Ayuda mucho entender que cada individuo tiene su vida propia, su forma de comprenderla y su propia dinámica, tienen su tiempo para entrar y conectarse a un ambiente nuevo. Tenemos que darles tiempo para su adaptación. Dejarlos ser.

Si nos paramos en un crucero de calle y comenzamos a mirar detenidamente a los transeúntes descubriremos que cada uno lleva su propia dirección, su impulso, su objetivo y su ritmo, cada uno va su propia vida.

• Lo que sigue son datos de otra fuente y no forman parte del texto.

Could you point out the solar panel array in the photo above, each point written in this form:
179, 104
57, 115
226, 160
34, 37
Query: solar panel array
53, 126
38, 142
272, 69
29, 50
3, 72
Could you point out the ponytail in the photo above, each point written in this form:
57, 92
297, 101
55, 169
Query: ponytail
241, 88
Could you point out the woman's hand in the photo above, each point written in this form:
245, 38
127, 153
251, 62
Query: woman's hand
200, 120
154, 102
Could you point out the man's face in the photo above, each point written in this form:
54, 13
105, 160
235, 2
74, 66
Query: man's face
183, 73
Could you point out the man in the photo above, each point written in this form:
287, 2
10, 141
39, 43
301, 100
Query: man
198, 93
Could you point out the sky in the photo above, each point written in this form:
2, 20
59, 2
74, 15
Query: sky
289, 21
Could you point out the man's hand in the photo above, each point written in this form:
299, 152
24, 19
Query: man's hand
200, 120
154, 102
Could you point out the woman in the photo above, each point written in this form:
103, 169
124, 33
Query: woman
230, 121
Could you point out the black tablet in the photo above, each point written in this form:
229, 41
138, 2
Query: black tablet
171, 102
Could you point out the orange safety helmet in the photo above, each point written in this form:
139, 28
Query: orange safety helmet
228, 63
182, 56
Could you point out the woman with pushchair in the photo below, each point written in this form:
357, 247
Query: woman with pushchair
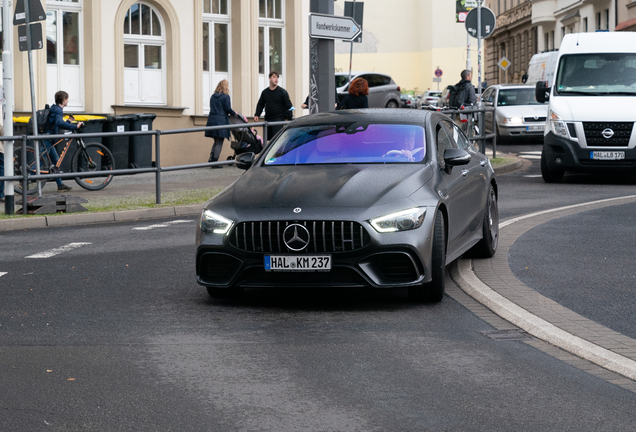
220, 108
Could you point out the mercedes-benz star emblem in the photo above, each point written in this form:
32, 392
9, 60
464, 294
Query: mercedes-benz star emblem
607, 133
296, 237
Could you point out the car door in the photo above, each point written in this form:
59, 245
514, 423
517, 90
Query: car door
463, 190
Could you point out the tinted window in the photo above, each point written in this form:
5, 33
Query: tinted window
348, 143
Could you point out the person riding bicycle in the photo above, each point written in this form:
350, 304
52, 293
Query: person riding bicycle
55, 123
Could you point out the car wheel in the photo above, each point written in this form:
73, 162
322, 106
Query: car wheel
487, 246
225, 293
550, 176
434, 290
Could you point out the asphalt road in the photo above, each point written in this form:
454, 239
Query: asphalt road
113, 333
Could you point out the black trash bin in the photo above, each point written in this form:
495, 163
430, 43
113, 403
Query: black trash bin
118, 145
140, 152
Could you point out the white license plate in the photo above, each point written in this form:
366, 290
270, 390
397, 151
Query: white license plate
297, 262
535, 128
607, 155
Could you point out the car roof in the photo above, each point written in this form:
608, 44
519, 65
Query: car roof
371, 115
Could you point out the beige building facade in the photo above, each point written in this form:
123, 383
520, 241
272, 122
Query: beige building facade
166, 57
409, 40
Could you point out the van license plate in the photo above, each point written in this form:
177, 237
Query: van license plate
297, 262
607, 155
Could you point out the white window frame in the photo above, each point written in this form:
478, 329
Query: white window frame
214, 77
76, 95
141, 41
268, 23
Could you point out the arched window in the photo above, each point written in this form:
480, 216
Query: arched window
144, 56
271, 49
216, 46
64, 56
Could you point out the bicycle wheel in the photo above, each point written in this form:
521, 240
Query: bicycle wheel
32, 185
96, 157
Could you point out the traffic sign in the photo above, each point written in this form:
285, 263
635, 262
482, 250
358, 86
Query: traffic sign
504, 63
488, 22
37, 42
36, 12
333, 27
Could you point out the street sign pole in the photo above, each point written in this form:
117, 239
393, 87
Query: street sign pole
27, 10
7, 81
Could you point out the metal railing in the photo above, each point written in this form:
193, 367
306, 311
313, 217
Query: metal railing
157, 169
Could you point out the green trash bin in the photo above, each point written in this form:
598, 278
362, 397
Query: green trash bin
140, 152
118, 145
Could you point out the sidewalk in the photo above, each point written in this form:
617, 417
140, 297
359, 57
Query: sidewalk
144, 184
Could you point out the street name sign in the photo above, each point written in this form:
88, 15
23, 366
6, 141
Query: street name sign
333, 27
488, 22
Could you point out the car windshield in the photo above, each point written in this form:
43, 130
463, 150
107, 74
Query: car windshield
597, 74
352, 143
510, 97
341, 80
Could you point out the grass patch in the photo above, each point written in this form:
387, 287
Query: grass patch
135, 202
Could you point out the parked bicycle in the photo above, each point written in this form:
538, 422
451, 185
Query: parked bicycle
88, 157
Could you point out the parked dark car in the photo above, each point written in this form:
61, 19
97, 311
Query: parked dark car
367, 198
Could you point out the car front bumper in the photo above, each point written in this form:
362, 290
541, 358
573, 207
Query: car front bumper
562, 154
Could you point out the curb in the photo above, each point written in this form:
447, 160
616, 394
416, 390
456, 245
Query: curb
89, 218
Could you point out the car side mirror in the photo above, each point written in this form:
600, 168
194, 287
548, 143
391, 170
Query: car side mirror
245, 160
455, 157
542, 91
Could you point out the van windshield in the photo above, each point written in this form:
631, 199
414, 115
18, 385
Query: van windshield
597, 74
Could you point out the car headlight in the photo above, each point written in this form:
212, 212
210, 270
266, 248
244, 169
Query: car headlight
400, 221
513, 120
214, 223
557, 125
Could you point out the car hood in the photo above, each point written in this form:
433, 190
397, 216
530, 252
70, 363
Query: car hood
523, 111
308, 186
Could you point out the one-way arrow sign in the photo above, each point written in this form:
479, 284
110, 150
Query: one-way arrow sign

En una ocasión, mientras escribía, alcancé a ver sobre un papel a un insecto pequeñísimo, apenas se podía apreciar a simple vista. Me maravilló que tan chiquito llevara su propio motorcito que lo movía, sentí emoción al ver algo tan grande en un ser tan pequeñito. Me vino a la imaginación ¿qué pasaría si lo aplastara en ese momento con un dedo? Se pararía su movimiento, de inmediato dejaría de existir, se pararía su vida y jamás volvería a existir. Lo seguí observando hasta que se perdió, quería saber cuánto tiempo duraría vivo, cuándo se pararía su motorcito.

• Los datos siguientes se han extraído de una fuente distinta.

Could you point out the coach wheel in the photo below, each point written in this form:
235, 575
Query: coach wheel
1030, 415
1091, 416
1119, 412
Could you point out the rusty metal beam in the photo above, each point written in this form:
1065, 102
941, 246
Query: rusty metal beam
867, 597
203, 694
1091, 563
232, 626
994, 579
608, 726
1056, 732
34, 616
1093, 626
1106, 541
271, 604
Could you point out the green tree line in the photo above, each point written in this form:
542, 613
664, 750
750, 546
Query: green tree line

Al contemplarlo, me remonté al Creador, medité cómo él es tan grande que da vida a seres apenas perceptibles que se mueven por sí mismos. Fue fantástica la coincidencia de nuestras dos vidas tan diferentes, hermanos de creación.

Del mismo modo, cada ser humano llevamos nuestra vida propia y lo menos que podemos hacer es cuidarla, respetarla, como una forma de agradecerle al Señor el don de la vida.

Atrevámonos a sentir la emoción de compartir la vida con las personas que están a nuestro entorno, en un país que se está levantando, con un presidente de la República que cree en un Dios encarnado en su pueblo, un mandatario que respeta a sus adversarios. Todas y todos los integrantes de esta gran nación que tiene también su vida propia, y que ni en tres décadas de corrupción y ambición desmedida, lograron acabar con nuestra vida y nuestras raíces. Dejemos las inercias sociales viciadas y las inútiles resistencias al cambio. Respetar la patria es defender las causas de nuestras heroínas y nuestros héroes.

Es tiempo de respetarnos, respetar toda vida, respetar a nuestro Creador, rescatar nuestro planeta Tierra, comenzando por México. Enarbolando esta bandera nos sumamos a los esfuerzos del Papa Francisco, del teólogo Leonardo Boff, de Greenpeace, de la pequeña grande Greta Thumberg y muchos más. Una inaceptable hipoteca pesa sobre nuestra Casa Común, los poderosos del mundo como Donald Trump pretenden apropiarse del futuro que sólo pertenece a las generaciones venideras. Los capitalistas neoliberales no respetan ni siquiera su vida propia, pues la consumen poco a poco buscando dinero. Muy posiblemente ellos estén incapacitados para valorar la vida, para definir sus relaciones personales, tan precarias tejiéndolas desde arriba, desde el poder y el dinero. Su ceguera les impide entender que redujeron la vida planetaria por dinero que nunca se llevarán después de su muerte, pero sus hijos y nietos no se librarán de las consecuencias de la destrucción ecológica.

Urge ir tejiendo relaciones solidarias en nuestro territorio nacional y regional con hermanas y hermanos en Centroamérica, en Estados Unidos y Canadá, una comunidad respetuosa y solidaria, capaz de definir sus relaciones nutridas con los valores del Joven Jesús de Nazaret. El respeto es una forma integral de amar.